Voici la suite de l’histoire du naufrage de l’Athabaskan écrite il y a 12 ans.
Mac Lure a lui aussi aperçu les Allemands et il lui faut abandonner le sauvetage pour fuir vers le Nord, vers l’Angleterre qui se trouve à plus de cent milles derrière l’horizon. Un aviso les prend en chasse mais, à leur grand soulagement, il vire de bord peu après.
Quand il a reçu le message faisant état « d’hommes noirs » à la mer à l’endroit où Athabaskan a coulé, le Kapitänleutnant Wilhelm Meentzen a fait augmenter l’allure.
– Peu importe leur couleur, dit-il, ce sont des êtres humains et nous allons les sauver !
Et lorsqu’il arrive sur les lieux, il découvre bien vite que ces « hommes noirs » ne sont en fait que des hommes englués de mazout. Le prompt retour des Allemands sur la zone du torpillage va permettre de sauver nombre de naufragés qui auraient péri dans l’heure suivante. Ils vont être faits prisonniers, c’est un fait, mais ils auront tous la vie sauve.
« Wilkommen Kameraden ! »
C’est en ces termes que les Canadiens sont accueillis à bord des navires allemands. Entre marins, il existe toujours une solidarité qui se moque bien des pavillons. Et eux aussi, tout comme ceux de Haida, ils vont descendre le long des filets qui pendent à leurs coques afin d’aider les plus faibles. Pareille attitude porte un nom quand on fait la guerre ; cela s’appelle tout simplement chevalerie.
C’est ainsi qu’Émile Beaudoin se retrouve sur un aviso où il lui est donné la possibilité de prendre une douche chaude. Après la douche, ils recevront chacun une épaisse couverture ainsi qu’une paire de bottes de caoutchouc. Cette distribution faite, il leur est servi un plat de macaronis avec des pruneaux, du pain noir et de la confiture.

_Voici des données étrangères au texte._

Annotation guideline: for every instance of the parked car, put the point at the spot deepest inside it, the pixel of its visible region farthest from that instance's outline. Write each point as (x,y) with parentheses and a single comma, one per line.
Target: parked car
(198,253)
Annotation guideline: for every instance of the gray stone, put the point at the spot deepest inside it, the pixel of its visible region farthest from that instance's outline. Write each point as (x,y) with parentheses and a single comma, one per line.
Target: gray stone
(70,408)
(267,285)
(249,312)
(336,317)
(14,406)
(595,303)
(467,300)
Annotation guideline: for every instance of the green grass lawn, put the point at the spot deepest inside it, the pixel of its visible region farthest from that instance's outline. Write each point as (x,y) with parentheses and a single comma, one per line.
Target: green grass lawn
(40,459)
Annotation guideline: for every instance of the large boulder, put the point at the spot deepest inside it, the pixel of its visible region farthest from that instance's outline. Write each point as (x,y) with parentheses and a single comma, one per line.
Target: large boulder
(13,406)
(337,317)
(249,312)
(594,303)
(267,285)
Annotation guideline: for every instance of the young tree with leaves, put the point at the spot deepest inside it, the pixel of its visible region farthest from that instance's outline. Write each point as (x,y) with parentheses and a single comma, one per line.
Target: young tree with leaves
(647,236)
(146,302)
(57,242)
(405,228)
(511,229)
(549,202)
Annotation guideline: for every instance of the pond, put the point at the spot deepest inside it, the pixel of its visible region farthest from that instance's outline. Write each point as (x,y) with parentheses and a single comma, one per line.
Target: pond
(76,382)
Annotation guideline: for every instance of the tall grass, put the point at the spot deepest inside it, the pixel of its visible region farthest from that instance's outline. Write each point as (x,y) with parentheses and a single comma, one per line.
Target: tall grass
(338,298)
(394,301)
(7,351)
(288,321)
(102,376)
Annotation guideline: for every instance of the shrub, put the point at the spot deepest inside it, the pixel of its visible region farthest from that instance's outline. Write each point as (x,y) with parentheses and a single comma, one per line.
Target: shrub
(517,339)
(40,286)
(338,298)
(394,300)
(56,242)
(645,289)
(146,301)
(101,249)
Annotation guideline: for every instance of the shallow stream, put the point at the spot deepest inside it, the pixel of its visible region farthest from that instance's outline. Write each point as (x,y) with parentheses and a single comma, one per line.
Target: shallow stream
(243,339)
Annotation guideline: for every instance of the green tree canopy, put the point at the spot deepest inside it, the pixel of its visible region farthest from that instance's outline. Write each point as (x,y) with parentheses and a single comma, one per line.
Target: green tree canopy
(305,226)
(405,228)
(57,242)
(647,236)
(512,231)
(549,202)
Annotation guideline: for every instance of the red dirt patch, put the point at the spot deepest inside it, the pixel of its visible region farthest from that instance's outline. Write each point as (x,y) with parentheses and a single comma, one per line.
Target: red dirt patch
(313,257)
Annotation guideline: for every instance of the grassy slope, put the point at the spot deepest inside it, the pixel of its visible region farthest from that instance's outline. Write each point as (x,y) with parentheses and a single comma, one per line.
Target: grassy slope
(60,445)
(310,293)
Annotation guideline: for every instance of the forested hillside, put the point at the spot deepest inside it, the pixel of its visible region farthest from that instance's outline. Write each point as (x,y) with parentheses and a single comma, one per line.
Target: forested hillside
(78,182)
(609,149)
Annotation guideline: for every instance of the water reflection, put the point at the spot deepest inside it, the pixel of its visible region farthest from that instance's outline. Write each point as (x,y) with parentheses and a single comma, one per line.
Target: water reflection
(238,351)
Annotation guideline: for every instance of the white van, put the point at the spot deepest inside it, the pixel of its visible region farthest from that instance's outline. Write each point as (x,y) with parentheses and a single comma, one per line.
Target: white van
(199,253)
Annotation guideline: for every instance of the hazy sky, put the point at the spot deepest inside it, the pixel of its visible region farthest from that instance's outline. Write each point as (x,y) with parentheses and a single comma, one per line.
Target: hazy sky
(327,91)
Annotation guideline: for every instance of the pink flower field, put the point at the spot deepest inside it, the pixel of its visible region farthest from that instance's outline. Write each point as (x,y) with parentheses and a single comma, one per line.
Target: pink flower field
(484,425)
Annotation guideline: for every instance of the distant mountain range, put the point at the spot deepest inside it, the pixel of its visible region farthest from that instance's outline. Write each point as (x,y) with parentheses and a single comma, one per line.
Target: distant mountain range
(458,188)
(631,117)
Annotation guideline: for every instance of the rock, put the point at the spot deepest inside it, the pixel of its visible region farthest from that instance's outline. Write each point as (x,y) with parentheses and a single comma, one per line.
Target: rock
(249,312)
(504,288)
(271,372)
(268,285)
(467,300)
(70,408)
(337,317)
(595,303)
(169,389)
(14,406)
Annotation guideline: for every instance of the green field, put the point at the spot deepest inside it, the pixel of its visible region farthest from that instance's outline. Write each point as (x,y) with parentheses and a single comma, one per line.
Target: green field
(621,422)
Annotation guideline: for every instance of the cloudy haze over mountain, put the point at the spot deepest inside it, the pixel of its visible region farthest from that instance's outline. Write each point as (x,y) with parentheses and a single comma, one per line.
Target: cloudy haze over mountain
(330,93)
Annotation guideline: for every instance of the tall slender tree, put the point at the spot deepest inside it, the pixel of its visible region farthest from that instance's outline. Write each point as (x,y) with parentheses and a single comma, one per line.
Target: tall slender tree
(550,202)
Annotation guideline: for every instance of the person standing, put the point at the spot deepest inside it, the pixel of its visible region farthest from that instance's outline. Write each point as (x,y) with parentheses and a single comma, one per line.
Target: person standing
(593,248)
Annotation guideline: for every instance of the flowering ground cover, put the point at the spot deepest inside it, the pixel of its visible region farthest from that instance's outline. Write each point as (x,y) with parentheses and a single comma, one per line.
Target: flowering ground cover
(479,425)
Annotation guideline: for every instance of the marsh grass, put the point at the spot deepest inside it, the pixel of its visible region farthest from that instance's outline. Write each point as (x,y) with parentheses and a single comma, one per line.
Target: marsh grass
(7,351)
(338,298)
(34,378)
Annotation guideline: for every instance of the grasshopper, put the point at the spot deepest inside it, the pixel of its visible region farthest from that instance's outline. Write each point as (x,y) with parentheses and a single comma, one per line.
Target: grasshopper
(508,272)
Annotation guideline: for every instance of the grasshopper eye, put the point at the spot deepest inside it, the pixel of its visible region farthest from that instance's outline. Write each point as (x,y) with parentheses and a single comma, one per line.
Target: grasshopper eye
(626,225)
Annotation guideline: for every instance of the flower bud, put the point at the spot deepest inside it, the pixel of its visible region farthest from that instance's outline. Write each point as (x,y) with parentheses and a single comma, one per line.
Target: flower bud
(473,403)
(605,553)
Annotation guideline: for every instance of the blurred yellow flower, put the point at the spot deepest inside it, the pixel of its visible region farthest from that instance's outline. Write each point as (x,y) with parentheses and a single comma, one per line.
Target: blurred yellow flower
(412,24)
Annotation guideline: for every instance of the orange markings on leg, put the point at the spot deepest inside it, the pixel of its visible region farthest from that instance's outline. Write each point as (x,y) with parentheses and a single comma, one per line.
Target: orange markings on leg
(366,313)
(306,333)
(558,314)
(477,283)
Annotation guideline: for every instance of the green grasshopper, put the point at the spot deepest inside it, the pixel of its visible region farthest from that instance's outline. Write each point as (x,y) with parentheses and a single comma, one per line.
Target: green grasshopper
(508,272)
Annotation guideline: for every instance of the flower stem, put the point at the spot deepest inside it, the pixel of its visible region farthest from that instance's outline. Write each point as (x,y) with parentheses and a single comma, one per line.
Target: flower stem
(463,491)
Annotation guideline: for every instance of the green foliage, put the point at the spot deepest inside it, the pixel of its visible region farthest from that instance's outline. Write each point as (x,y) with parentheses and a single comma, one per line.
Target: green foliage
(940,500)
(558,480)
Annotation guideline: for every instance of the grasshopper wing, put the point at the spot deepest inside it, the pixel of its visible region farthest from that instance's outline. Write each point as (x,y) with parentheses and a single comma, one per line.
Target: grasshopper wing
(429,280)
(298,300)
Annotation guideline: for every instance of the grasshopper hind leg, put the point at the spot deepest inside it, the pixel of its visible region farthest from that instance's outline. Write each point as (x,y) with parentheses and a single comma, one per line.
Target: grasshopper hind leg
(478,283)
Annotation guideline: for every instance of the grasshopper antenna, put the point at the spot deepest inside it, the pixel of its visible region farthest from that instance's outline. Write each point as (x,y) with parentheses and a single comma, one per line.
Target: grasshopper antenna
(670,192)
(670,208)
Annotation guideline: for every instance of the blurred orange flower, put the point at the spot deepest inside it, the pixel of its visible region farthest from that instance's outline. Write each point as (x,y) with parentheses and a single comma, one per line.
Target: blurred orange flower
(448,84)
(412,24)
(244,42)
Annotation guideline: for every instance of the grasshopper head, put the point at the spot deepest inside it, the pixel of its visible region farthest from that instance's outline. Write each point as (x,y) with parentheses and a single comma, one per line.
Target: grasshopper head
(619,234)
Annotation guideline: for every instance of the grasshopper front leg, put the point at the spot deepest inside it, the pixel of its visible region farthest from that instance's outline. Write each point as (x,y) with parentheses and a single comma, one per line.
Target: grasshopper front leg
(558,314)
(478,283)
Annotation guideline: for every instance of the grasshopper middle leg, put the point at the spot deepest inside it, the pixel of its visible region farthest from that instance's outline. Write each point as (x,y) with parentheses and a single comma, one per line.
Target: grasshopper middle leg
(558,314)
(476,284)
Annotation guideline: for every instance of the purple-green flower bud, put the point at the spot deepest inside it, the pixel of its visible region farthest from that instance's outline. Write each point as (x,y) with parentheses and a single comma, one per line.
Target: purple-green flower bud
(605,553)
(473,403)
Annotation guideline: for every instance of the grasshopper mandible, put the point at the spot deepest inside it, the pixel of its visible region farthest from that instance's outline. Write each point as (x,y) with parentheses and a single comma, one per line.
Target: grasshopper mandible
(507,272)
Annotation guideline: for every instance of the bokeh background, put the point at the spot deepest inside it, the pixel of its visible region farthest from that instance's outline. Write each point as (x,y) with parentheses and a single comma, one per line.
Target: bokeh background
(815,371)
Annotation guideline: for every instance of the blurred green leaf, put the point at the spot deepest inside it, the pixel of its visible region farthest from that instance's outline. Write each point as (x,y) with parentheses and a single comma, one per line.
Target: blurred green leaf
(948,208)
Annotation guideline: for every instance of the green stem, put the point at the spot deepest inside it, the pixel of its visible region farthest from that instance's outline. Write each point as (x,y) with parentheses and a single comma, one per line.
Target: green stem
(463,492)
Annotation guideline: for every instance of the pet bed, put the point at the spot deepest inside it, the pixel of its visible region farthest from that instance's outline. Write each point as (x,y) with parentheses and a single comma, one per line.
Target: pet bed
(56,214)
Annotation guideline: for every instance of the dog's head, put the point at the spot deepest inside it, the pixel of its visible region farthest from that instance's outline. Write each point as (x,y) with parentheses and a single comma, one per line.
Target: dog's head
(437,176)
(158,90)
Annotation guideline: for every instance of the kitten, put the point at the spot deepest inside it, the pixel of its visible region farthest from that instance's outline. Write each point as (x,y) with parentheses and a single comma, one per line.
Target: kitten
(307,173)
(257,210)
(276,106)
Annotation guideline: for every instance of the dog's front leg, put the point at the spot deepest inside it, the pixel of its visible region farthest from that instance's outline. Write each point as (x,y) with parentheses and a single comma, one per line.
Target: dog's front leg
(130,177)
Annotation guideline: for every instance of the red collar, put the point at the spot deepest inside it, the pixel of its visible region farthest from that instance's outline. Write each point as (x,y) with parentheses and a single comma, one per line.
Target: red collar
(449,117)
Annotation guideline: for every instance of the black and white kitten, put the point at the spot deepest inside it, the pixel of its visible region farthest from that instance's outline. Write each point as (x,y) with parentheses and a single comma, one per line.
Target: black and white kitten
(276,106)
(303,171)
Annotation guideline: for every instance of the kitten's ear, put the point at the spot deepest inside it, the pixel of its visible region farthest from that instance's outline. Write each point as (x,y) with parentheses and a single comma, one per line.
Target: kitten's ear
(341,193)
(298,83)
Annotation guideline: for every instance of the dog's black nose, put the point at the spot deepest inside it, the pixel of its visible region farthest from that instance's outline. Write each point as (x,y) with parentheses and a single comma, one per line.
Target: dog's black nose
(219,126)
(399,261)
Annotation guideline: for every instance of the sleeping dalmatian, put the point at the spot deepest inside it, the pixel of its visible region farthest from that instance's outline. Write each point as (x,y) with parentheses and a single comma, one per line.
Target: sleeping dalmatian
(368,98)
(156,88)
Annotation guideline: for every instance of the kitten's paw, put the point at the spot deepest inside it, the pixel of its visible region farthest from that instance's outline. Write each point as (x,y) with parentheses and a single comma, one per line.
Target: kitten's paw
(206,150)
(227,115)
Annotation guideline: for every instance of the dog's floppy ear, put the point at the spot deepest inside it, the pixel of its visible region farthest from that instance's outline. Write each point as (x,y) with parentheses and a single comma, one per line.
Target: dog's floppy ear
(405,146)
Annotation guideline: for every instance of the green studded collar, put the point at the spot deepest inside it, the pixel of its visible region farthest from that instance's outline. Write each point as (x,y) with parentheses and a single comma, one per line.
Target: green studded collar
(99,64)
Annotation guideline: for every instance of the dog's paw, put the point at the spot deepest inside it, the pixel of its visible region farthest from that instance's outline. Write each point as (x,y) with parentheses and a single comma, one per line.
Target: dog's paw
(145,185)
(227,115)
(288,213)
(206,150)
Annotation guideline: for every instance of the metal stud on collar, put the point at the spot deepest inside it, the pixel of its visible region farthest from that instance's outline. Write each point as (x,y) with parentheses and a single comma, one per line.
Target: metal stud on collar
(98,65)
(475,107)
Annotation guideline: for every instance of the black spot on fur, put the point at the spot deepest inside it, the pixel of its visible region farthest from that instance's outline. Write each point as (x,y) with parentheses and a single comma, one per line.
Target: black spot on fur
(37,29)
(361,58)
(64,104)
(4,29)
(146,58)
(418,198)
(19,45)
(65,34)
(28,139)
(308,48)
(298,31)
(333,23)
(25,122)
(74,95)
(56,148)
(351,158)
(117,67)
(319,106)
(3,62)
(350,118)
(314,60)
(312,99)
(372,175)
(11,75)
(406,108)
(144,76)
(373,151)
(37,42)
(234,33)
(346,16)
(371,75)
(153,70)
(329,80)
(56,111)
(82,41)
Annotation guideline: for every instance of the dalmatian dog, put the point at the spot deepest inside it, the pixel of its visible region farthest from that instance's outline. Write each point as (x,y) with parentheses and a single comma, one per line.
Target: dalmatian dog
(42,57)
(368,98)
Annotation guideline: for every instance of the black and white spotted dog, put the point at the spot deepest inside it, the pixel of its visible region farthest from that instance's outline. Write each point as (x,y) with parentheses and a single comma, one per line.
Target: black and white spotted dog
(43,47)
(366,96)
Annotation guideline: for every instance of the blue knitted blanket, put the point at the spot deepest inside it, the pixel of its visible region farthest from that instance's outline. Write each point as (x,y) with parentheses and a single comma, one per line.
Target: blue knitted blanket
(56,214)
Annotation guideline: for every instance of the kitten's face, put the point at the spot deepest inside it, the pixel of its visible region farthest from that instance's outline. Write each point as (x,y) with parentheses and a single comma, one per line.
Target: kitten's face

Pourtant, ni Beaudoin, ni ses camarades ne touchent à cette nourriture ?
N’auraient-ils pas faim ?
Mais tout à coup, un marin allemand comprend la raison de leur manque d’appétit. Alors, il prend une tartine de pain, la beurre de confiture, y ajoute un pruneau et commence aussitôt à mordre dedans à belles dents suivi quelques instants plus tard par les Canadiens dont le visage s’illumine à présent d’un large sourire.
Le retour de la flottille vers Brest sera mouvementé car elle sera attaquée par les avions du Coastal Command. Sans grand dommage d’ailleurs. Le T 24 quant à lui heurtera une mine dans le chenal du Four mais bien que sérieusement endommagé, il rejoindra sa base par ses propres moyens sans avoir perdu aucun de ses naufragés canadiens.
Dans l’après-midi, les prisonniers seront débarqués et conduits dans la salle du patronage de Kerbonne tandis que les blessés seront dirigés vers l’hôpital de Brest. Pour ces hommes commence une captivité qui va durer un an et prendra fin en Allemagne. Émile Beaudoin en profitera pour apprendre l’allemand et c’est en ami que près de trente années plus tard, il sera reçu avec beaucoup d’émotion chez les survivants du T 27.
Quant à la vedette de Haida, après bien des difficultés, elle parviendra à traverser la Manche et sera repérée en fin d’après-midi, à 25 milles dans le sud du cap Lizard. Une embarcation de sauvetage dirigée vers elle en recueillera les occupants qui seront débarqués vers minuit à Penzance.
Haida pour sa part passera les jetées de Plymouth seul en fin de matinée et à la traditionnelle question du sémaphore qui lui demandera s’il a des naufragés ou des blessés à bord, il répondra :
« Affirmatif ! J’en ai 44 ! »
La perte d’Athabaskan aura coûté la vie à 129 marins dont 59 d’entre eux, rejetés à la côte par la mer, viendront reposer en terre bretonne, dans le cimetière de Plouescat.